Minimum Viable Alignment
What is the largest possible target we could have for aligned AGI?
That is, instead of creating a great and prosperous future, is it possible that we can find an easier path to align an AGI by aiming for the entire set of ‘this-is-fine’ kind of futures?
For example, a future where all new computers are rendered inoperable by malicious software. Or a future where a mostly-inactive AI does nothing except prevent any superintelligence from forming, or that continuously tries to use up all over the available compute in the world.
I don’t believe there is a solution here yet either, but could relaxing the problem from ‘what we actually want’ to ‘anything we could live with’ help? Has there been much work in this direction? Please let me know what to search for if so. Thank you.
Yes, some people are interested in it and other people think it’s not worth it. See e.g. the Eliezer Yudkowsky + Richard Ngo chat log posts.
Will check them out, thank you.
I wrote a post that is related—“Is some kind of minimally-invasive mass surveillance required for catastrophic risk prevention?”

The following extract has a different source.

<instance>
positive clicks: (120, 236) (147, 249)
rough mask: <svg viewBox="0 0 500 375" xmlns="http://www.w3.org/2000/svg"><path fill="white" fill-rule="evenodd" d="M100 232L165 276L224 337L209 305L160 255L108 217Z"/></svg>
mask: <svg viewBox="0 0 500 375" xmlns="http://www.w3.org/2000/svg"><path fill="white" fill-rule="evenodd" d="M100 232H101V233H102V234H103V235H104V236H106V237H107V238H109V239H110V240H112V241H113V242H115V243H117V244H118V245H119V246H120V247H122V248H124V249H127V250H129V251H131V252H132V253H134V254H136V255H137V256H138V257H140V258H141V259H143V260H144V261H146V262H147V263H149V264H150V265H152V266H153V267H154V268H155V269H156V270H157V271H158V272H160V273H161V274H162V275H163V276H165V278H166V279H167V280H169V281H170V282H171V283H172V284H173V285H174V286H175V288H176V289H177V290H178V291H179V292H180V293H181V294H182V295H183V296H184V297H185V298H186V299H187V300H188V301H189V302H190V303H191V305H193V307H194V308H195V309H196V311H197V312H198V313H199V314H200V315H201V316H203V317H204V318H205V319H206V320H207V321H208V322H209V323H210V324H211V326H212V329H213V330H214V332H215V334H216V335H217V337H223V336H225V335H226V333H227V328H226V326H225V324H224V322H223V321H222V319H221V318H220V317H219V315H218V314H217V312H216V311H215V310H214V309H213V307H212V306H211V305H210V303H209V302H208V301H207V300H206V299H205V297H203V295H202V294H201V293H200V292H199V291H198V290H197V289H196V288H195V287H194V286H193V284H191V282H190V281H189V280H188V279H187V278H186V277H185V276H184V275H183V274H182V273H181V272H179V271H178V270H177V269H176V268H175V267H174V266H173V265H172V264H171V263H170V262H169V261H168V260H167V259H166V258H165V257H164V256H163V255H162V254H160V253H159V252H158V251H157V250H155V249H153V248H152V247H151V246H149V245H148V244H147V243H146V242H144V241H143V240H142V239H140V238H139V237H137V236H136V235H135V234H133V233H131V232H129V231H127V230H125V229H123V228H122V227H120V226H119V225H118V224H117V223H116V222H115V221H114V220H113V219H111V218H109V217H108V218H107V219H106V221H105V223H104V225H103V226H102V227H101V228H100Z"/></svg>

Thanks Chris, but I think you linked to the wrong thing there, I can’t see your post in the last 3 years of your history either!
Sorry, fixed.
Well it depends on your priors for how an AGI would act, but as I understand it, all AGIs will be powerseeking. If an AGI is powerseeking, and has access to some amount of compute, then it will probably bootstrap itself to superintelligence, and then start pushing its utility function all over. Different utility functions cause different results, but even relatively mundane ones like “prevent another superintelligence from being created” could result in the AGI killing all humans and taking over the galaxy to make sure no other superintelligence gets made. I think it’s actually really really hard to specify the what-we-actually-want future for an AGI, so much so that evolutionarily training an AGI in an Earth-like environment so it develops human-ish morals will be necessary.
Aye, I agree it is not a solution to avoiding power seeking, only that there may be a slightly easier target to hit if we can relax as many constraints on alignment as possible.